Monseñor Oscar Romero has been called San (Saint) Romero and San Romero of the Americas by many since his assassination on March 24, 1980.
During the ruthless years of the late 70s in El Salvador, military death squads terrorized and killed those seeking an end to poverty, civil rights for all citizens and military reforms. Romero was archbishop of El Salvador during those conflict-ridden years. At their invitation, Romero visited communities in the city as well as distant rural villages; he saw the extreme poverty and heard the horrific stories of targeted homicides and of those who were taken and never heard from again—the “disappeared.”
Romero consistently spoke out against the poverty and social injustice. He spread a message of hope, a call for change, and denunciation of terror and violence through his weekly radio-broadcasted sermons giving “a voice to the voiceless.” He used Biblical passages that called for justice to encourage an end to oppression by unjust political and social structures. Communities throughout the country listened to those sermons and drew comfort and hope for change through Romero’s words.
On May 23, Oscar Romero was officially “beatified” during a ceremony in the Plaza Salvador del Mundo, in the capital, San Salvador, in a ceremony lead by Cardinal Angelo Amato, prefect of the Congregation for the Causes of Saints. Beatification is one step away from declaring a person a “saint,” i.e. stating the person is holy and deserves recognition for his/her significant contributions to the life of faith. 300,000 people attended the Saturday ceremony. And many took part the night before, in a torchlight procession, through the streets of San Salvador and then a vigil undeterred by the pouring rain. As the beatification ceremony was to begin, in the clear blue sky, the sun was surrounded by a halo of colors. In amazement, all were staring up at it, many interpreting the solar anomaly as affirmation.
In his life, following his death and now in his Beatification, Romero remains a controversial figure. Elements of El Salvador urged officials in Rome not to beatify him charging that Romero represents an intolerable Marxist ideology, that he is not a martyr and that he was killed for his politics not his faith. Many, however, have tried to live by Romero’s Gospel values and work for the end to injustices that he called for. Those and many around the world facing injustice and oppression see Romero as one who gives them hope.
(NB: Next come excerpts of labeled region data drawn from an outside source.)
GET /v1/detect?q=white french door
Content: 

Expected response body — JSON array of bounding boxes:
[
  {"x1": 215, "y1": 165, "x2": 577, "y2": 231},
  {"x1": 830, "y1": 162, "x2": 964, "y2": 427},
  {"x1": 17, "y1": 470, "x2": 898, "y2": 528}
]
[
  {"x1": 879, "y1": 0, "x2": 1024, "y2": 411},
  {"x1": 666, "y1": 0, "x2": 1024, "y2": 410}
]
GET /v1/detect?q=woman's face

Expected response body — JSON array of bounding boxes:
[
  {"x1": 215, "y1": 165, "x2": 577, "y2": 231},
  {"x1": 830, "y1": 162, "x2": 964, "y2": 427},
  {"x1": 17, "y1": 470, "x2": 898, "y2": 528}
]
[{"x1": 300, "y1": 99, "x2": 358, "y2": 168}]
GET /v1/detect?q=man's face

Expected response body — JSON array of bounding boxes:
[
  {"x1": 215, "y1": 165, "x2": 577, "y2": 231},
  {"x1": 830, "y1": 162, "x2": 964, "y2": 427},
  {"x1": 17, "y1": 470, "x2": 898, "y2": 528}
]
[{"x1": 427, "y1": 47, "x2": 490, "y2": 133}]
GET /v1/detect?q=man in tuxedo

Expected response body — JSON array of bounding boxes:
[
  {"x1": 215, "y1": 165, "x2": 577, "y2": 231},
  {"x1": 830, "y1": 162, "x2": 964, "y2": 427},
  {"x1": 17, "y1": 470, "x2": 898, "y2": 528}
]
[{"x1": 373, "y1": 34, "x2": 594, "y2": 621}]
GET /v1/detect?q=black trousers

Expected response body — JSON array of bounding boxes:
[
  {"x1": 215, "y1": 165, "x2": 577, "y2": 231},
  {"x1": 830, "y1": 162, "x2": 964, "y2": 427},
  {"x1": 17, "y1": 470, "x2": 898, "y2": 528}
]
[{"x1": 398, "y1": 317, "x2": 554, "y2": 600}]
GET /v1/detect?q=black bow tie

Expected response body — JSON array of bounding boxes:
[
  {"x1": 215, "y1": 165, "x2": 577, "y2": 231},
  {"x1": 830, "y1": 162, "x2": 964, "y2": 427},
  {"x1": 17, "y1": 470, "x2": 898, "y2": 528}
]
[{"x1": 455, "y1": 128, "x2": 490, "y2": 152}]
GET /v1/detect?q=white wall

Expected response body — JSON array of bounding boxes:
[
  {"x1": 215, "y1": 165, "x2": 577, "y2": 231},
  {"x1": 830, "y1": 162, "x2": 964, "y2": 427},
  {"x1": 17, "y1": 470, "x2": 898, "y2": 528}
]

Those celebrating Romero on his way to sainthood are glad that the current Pope Francis recently spoke out in support of Romero and that his advocacy marks a new direction in Catholicism, a renewed spirit that recognizes the urgency and efficacy of working for humane and equal treatment of all persons in these times and places, not solely focused on what happens after death.
It is hoped that if Salvadorans of all ideologies and political leanings celebrated Romero in his beatification, a man who shed light on issues that are still important today, they may be able to work on the issues crying for resolution today. If so, Romero’s legacy will surely be properly honored.